Derek-Jones / ESEUR-book

Issue handling for Evidence-based Software Engineering: based on the publicly available data
http://www.knosof.co.uk/ESEUR/
277 stars 18 forks source link

Sentiment analysis #13

Open aserebrenik opened 3 years ago

aserebrenik commented 3 years ago

researchers are starting to collate software engineering specific training data _1134_

Recently several articles and corresponding datasets have been released in this field:

Related work discusses confusion:

Derek-Jones commented 3 years ago

Thanks for posting details of these papers, and particular the datasets. I'm always keen to see new data.

My experience with analysis of natural language is that it is very hard to anything meaningful. It takes a lot of work to do even the simplest of tasks.
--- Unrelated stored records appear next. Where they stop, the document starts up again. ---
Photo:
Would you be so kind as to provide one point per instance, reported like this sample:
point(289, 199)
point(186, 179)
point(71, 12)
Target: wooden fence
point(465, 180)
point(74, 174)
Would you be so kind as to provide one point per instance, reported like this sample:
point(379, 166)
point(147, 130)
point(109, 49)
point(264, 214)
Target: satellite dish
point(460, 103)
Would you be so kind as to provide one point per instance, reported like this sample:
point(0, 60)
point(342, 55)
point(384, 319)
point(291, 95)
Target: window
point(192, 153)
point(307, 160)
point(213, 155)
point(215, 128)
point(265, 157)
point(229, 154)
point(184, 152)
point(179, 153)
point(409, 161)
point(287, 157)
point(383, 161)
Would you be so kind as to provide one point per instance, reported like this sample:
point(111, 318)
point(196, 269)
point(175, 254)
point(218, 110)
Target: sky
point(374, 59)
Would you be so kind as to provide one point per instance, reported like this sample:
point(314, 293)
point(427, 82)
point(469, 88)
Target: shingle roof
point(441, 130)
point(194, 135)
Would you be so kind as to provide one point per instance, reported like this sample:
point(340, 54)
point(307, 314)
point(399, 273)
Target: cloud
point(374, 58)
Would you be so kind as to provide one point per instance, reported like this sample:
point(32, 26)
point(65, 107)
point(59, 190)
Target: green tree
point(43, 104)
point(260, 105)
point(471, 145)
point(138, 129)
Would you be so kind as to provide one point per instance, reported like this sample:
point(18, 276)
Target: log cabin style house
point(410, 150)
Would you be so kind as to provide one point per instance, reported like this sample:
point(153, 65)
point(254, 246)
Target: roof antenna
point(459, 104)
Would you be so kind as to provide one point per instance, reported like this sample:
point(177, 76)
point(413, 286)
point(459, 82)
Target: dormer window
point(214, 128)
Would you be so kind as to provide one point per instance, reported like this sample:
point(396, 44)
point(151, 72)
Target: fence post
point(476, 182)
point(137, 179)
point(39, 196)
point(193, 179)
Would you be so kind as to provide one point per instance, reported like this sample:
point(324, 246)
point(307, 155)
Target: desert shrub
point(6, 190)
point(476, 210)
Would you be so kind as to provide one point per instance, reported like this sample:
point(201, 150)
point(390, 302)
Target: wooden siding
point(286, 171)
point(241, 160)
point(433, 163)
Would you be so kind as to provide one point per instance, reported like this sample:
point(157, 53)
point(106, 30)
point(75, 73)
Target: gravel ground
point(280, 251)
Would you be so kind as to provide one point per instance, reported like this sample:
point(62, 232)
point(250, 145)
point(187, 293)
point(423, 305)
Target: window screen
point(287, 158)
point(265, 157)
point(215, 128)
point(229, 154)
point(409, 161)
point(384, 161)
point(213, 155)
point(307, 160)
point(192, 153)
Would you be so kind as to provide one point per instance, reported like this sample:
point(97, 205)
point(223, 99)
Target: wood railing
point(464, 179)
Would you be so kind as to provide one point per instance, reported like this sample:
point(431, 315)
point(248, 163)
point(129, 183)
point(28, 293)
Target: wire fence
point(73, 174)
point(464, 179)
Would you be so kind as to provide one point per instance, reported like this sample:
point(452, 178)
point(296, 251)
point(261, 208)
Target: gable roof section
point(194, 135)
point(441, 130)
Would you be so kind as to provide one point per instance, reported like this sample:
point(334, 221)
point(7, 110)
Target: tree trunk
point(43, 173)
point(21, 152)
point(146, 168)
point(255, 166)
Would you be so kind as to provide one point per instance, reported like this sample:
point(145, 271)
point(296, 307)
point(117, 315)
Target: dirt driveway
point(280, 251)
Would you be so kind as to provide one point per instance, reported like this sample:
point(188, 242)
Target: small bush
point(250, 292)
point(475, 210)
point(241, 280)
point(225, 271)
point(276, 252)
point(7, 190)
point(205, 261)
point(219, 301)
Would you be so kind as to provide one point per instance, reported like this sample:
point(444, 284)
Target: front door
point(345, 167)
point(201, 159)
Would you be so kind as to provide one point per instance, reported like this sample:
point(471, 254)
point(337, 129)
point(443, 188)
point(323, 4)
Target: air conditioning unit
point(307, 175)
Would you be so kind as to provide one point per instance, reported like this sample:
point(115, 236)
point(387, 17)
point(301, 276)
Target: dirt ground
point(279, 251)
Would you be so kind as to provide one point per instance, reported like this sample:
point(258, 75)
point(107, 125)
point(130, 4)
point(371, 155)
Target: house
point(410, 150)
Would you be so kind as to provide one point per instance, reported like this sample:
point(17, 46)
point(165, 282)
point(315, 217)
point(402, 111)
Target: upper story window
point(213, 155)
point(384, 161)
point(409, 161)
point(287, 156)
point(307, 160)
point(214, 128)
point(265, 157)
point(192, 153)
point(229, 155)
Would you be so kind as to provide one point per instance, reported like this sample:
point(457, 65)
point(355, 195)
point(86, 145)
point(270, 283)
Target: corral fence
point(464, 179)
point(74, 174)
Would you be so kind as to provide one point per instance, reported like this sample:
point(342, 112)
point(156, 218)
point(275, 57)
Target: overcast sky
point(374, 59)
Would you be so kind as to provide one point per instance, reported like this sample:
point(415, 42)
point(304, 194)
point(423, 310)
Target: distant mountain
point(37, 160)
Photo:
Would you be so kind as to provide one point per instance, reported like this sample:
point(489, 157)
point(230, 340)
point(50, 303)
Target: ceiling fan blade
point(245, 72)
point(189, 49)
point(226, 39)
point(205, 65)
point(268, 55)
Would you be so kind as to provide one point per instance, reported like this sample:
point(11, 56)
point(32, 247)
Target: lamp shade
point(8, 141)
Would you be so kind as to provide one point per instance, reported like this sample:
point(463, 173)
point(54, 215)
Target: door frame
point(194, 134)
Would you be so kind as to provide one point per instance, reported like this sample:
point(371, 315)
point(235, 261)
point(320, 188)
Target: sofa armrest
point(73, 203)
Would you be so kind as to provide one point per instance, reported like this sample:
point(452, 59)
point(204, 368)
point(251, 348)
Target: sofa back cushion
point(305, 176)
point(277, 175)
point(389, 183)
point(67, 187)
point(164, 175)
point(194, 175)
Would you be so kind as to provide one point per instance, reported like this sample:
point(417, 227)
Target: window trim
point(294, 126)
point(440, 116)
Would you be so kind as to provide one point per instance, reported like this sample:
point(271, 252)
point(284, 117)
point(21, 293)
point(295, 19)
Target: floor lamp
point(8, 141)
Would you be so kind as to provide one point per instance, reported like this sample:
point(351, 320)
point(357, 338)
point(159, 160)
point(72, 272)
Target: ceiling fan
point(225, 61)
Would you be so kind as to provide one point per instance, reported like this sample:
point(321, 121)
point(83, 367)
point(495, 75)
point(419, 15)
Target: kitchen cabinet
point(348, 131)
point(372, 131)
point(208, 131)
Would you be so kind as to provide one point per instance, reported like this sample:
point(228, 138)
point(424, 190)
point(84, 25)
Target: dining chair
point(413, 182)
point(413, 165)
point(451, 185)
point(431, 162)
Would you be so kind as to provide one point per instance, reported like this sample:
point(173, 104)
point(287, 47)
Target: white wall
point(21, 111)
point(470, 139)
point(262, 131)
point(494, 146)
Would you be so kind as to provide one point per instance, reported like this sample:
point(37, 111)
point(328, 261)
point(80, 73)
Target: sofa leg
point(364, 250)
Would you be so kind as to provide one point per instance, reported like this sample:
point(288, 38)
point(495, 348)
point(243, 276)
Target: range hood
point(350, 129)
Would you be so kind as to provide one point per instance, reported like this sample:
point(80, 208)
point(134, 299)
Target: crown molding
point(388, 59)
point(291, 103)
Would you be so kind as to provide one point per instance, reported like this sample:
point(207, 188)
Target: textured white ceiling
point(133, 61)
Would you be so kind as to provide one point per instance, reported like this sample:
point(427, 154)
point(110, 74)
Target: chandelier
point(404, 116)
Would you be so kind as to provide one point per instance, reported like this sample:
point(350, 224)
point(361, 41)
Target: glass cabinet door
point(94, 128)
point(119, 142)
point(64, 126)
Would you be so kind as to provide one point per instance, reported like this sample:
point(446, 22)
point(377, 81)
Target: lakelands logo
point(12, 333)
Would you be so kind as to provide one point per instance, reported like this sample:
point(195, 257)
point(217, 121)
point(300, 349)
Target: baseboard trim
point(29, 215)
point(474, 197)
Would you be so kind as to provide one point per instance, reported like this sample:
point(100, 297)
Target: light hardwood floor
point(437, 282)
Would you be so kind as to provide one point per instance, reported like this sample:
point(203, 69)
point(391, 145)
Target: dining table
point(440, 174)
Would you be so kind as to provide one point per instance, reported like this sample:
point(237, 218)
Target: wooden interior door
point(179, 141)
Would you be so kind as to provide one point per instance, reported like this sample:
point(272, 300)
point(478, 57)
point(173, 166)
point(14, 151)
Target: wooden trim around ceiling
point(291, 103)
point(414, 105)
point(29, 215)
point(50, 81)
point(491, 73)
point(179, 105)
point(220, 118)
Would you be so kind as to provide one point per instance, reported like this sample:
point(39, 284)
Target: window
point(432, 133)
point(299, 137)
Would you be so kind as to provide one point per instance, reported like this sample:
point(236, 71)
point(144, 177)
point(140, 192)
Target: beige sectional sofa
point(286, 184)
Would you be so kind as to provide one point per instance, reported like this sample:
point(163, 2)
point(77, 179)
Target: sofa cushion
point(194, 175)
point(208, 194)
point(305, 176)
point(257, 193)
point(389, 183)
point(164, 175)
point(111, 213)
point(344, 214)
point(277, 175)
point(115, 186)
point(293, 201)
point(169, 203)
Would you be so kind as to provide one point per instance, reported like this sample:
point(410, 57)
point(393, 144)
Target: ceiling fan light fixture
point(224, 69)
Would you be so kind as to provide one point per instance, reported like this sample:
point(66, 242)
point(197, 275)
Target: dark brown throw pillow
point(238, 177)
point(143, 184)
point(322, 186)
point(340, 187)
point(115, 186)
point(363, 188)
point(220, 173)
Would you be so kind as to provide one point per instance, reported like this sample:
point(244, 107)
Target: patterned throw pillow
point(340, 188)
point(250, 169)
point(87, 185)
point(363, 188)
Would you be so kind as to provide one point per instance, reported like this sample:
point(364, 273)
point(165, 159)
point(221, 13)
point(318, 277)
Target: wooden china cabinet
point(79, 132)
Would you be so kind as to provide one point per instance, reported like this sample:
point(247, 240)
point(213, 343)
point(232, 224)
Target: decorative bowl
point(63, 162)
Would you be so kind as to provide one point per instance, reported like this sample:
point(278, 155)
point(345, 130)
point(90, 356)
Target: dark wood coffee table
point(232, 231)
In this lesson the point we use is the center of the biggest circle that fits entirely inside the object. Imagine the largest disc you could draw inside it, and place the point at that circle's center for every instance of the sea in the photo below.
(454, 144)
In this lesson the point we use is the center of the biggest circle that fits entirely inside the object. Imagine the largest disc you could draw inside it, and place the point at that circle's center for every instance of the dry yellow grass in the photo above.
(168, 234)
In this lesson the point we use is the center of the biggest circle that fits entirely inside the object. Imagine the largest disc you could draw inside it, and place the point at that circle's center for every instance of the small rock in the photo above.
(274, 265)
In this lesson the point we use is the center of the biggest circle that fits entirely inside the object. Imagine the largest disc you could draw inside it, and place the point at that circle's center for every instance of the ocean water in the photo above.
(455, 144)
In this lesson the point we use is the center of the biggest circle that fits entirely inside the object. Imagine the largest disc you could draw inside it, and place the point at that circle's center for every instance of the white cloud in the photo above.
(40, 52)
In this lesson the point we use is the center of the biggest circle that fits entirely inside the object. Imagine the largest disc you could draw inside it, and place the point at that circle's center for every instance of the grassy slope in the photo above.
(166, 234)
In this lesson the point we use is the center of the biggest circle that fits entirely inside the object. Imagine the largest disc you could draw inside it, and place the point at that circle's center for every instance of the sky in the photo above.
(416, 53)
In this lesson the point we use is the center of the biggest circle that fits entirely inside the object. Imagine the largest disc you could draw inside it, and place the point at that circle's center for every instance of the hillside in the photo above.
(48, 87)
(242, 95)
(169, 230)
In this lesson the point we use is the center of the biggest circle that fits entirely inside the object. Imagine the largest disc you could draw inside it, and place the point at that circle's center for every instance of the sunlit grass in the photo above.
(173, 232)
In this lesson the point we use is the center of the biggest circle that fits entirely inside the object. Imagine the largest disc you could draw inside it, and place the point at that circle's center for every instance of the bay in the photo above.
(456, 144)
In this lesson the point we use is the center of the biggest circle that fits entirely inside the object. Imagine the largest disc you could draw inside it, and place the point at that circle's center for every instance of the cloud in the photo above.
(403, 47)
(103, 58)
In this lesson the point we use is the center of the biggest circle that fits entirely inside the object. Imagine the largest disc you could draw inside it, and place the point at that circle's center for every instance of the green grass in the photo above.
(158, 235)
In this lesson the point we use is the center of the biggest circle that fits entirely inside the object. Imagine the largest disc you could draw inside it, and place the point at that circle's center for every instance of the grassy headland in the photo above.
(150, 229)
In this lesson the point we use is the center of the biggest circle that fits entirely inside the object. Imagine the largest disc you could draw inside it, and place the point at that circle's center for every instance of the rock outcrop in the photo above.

I was once excited by the possibility of sentiment analysis, then I tried to use the predictions (in a non-software engineering context). I relearned how important word order is to meaning, and that what people mean can be the opposite of the words they use. Building a software engineering sentiment analysis dataset is one thing, doing anything useful with it is another.

"Anger and its direction": I once did some work for a charity trying to extract information on torture. The main problem we had was trying to figure out whether somebody was talking about being tortured or talking about others doing torture (e.g., torture was a bad thing). Again the problem was context, and the fact that the tools we had were too primitive (and those of us involved not being experts in linguistic processing).

"Confusion detection": The more interesting dataset would be the initial confusion/nonconfucion classification made by each annotator. This might be used to get some idea of what level of confusion exists about software senetences. If this exercise was rerun, I would expect the gold set produced to be very different from the one produced by this work. People really are very different.